In each and every Event of Default under clause (a) or (b) of this Section 2, the Lender may, without limiting any other rights it may have at law or in equity, by written notice to the Borrower, declare the unpaid principal of and interest on this Note due and payable, whereupon the same shall be immediately due and payable, without presentment, demand, protest or other notice of any kind, all of which the Borrower hereby expressly waives, and the Lender may proceed to enforce payment of such principal and interest or any part thereof in such manner as it may elect in its discretion.
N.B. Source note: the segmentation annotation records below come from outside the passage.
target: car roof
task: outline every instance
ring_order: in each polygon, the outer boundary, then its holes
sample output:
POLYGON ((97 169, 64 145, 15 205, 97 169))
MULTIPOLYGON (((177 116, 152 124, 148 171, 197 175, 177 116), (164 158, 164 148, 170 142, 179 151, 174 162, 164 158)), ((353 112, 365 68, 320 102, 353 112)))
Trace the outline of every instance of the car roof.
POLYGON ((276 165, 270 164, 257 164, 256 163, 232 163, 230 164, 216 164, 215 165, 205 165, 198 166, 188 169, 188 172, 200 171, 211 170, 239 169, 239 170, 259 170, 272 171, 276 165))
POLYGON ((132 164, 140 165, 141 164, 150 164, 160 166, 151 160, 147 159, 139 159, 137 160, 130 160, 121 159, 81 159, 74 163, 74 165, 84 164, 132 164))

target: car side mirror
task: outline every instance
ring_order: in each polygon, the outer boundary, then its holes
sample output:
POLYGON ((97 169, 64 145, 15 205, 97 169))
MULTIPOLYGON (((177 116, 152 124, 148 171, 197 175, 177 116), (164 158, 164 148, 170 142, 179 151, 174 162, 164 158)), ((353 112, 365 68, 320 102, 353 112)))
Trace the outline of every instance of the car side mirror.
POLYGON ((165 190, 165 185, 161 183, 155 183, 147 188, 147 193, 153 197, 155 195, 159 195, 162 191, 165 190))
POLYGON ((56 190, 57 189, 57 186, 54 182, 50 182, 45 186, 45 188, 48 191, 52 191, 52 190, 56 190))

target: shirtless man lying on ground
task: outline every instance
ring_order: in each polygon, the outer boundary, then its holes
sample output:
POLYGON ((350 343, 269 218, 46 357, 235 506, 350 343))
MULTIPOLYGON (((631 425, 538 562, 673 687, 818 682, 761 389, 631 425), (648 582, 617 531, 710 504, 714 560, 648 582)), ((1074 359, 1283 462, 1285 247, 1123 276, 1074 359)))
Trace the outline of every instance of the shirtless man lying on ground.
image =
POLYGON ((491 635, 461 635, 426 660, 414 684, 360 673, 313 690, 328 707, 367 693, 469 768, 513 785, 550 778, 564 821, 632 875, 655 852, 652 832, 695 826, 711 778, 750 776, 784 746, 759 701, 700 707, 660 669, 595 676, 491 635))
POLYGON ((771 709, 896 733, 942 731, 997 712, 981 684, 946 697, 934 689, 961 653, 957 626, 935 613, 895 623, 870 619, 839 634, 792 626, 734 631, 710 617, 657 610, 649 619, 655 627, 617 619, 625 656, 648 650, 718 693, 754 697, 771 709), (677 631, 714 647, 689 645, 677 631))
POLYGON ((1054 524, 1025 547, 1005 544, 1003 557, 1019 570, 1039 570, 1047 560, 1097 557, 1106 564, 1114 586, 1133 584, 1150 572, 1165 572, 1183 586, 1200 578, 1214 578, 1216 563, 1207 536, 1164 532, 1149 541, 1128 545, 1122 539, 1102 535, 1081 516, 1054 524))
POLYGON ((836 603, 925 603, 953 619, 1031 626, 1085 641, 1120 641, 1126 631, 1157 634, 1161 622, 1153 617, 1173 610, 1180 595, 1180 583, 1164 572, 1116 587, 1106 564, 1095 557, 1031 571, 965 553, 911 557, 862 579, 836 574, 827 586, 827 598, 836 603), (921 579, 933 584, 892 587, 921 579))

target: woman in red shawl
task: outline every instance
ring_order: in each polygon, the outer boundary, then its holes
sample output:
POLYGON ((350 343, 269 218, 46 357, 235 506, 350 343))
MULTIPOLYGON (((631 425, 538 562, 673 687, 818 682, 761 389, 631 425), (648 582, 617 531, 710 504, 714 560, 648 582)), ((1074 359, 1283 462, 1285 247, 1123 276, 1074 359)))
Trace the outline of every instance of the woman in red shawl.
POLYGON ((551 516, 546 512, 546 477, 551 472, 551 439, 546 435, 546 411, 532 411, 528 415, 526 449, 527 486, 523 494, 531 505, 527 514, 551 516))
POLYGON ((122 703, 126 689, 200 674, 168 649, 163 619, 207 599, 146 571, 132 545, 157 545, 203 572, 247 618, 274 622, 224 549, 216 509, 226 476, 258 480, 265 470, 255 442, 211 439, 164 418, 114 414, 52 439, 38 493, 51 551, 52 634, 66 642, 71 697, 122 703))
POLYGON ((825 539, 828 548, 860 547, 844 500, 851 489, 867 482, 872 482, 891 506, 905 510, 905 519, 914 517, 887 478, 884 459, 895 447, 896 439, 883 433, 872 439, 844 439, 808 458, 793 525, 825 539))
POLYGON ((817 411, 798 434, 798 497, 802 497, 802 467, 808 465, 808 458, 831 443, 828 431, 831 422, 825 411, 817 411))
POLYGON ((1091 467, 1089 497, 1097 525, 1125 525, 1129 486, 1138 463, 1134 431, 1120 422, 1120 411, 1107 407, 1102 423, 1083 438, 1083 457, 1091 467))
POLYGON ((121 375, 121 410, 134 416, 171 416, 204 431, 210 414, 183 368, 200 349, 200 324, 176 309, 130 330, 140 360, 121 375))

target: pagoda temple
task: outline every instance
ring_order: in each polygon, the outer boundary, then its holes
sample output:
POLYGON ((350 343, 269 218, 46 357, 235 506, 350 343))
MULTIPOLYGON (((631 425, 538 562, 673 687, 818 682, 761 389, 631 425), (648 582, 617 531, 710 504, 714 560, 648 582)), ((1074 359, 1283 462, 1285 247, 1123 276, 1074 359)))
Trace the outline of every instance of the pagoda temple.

In each and every Event of Default, the unpaid principal of and interest on this Note shall be immediately due and payable without presentment, demand, protest or notice of any kind, all of which the Borrower hereby expressly waives, and the Lender may proceed to enforce payment of such principal and interest or any part thereof in such manner as it may elect in its discretion.

 

3. NOTICES. All notices, requests, demands or communications required or permitted under this Note shall be given in writing to the Parties at their addresses as set forth at the beginning of this Note.

 

4. WAIVERS; RIGHTS AND REMEDIES.

 

(a) WAIVERS. No delay on the part of the Lender in exercising any right, power or privilege under this Note shall operate as a waiver thereof, nor shall any single or partial exercise of any right, power or privilege hereunder preclude the simultaneous or later exercise of any other right, power or privilege hereunder. The Borrower hereby waives to the extent not prohibited by applicable law any requirement of diligence or promptness on the part of the Lender to enforce its rights under this Note.

 

(b) RIGHTS AND REMEDIES. The rights and remedies herein expressly provided are cumulative and not exclusive of any rights or remedies which the Lender may otherwise have.

 

5. AMENDMENT. No amendment or other modification of this Note may be made without the written consent of both Parties.

 

6. GOVERNING LAW. This Note shall be governed by and construed in accordance with the laws of Florida, and both Parties agree that any dispute related to this Note shall be heard in the courts of Palm Beach County, FL.

 

BORROWER:   LENDER:
     
ADITXT, INC.   SIXTH BOROUGH CAPITAL FUND, LP
     
/s/ Amro Albanna   /s/ Robert D. Keyser, Jr.
By: Amro Albanna   By: Robert D. Keyser, Jr.